Best I've had at the beach were at the Grand Marlin. Price was reasonable.


----------



## Ultralite (Oct 1, 2007)

Mikvi said:


> Best I've had at the beach were at the Grand Marlin. Price was reasonable.


$9.95 /doz. or $6.50 /1/2 doz.????

you've got to be kidding right? pffftt...


----------



## cuzmondo (Oct 1, 2007)

FlatsBoy10 said:


> Does anyone know any local places in Navarre or Gulf Breeze or Pen Beach for good cheap oysters or just seafood... I like some deals! Ha thanks


Haven't been in a while, but if you're between GB and Navarre, Dave's Oyster Bar on Hwy. 98 has always been good to me. Not much variety on the menu, but their primary business is oysters.


----------



## specktackler57 (May 15, 2011)

nichols and the other place of theirs was terrible last i went.small illegle oysters.shuckums on hy 87 milton.the best


----------



## Clam (Nov 10, 2007)

I went to capt Pete's oyster house last weekend, same owner as Nichols, and asked where their oysters came from. The waitress said Texas.
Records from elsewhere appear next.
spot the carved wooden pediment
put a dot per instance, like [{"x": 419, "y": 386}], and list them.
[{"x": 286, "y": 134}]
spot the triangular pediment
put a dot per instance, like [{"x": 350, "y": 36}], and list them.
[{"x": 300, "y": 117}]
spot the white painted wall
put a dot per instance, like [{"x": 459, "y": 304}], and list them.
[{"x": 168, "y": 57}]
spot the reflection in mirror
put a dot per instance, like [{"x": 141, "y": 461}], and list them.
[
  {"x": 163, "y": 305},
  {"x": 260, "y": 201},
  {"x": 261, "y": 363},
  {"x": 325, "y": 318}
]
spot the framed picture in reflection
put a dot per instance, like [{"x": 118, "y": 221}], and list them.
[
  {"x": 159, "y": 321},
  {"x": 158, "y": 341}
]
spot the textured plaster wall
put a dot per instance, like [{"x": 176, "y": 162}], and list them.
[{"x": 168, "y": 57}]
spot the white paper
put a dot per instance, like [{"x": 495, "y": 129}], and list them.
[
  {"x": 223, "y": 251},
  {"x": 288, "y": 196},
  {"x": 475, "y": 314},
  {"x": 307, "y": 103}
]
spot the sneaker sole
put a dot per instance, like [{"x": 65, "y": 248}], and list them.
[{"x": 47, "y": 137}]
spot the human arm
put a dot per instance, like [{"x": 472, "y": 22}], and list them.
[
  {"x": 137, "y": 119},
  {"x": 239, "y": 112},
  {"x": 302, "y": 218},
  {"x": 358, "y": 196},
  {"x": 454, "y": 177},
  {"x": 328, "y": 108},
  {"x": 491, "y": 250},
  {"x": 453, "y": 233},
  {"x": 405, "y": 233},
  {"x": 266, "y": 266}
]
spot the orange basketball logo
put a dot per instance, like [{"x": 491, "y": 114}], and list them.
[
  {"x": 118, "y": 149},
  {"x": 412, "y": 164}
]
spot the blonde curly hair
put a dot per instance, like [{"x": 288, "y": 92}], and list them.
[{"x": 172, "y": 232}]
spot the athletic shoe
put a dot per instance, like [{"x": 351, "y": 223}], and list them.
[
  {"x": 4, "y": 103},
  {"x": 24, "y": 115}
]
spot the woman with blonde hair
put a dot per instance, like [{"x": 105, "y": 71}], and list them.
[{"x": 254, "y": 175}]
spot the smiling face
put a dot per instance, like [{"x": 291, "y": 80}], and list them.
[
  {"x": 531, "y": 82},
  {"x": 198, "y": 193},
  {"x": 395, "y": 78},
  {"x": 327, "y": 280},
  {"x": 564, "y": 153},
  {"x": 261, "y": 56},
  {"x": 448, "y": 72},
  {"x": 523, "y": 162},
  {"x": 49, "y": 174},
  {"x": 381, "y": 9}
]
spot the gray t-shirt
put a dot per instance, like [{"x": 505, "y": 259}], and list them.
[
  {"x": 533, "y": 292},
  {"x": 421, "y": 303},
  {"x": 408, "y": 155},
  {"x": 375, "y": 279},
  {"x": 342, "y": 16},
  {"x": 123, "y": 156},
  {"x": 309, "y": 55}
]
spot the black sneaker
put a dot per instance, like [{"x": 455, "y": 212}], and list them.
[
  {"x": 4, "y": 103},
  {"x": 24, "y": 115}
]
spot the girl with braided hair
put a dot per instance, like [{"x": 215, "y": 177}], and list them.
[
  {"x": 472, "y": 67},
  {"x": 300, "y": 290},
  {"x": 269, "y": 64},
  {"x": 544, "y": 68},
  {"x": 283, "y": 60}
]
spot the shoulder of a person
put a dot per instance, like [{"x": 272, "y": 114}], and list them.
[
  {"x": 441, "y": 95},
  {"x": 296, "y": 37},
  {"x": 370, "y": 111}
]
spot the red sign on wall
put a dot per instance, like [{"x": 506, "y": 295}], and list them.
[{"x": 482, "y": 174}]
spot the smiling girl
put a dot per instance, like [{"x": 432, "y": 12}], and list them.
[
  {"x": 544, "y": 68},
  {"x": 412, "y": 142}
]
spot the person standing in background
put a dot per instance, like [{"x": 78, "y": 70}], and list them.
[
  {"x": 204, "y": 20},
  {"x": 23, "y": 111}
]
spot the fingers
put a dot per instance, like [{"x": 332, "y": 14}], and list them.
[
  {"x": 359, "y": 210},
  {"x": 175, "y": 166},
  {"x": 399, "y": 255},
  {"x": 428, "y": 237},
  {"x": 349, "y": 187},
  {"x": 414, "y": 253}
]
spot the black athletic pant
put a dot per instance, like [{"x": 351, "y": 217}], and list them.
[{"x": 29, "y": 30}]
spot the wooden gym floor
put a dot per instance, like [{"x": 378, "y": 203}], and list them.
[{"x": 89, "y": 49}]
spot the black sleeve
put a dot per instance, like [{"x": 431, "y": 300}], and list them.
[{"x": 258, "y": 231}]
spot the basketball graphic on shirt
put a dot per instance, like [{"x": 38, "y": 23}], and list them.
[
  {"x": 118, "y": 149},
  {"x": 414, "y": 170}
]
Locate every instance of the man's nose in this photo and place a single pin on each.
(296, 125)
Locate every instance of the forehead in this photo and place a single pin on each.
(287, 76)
Sorry but I like my east bay and appalachacola oysters.


----------



## skint back (Oct 15, 2007)

Thought Capt Pete's was owned by Pete Nichols, and Nichols was purchased by by Pasco Gibson/Gibbons? Unless something has changed to different owners


----------



## cody&ryand (Oct 3, 2007)

skint back said:


> Thought Capt Pete's was owned by Pete Nichols, and Nichols was purchased by by Pasco Gibson/Gibbons? Unless something has changed to different owners


You are right different owners


----------



## cody&ryand (Oct 3, 2007)

Clam said:


> I went to capt Pete's oyster house last weekend, same owner as Nichols, and asked where their oysters came from. The waitress said Texas. Sorry but I like my east bay and appalachacola oysters.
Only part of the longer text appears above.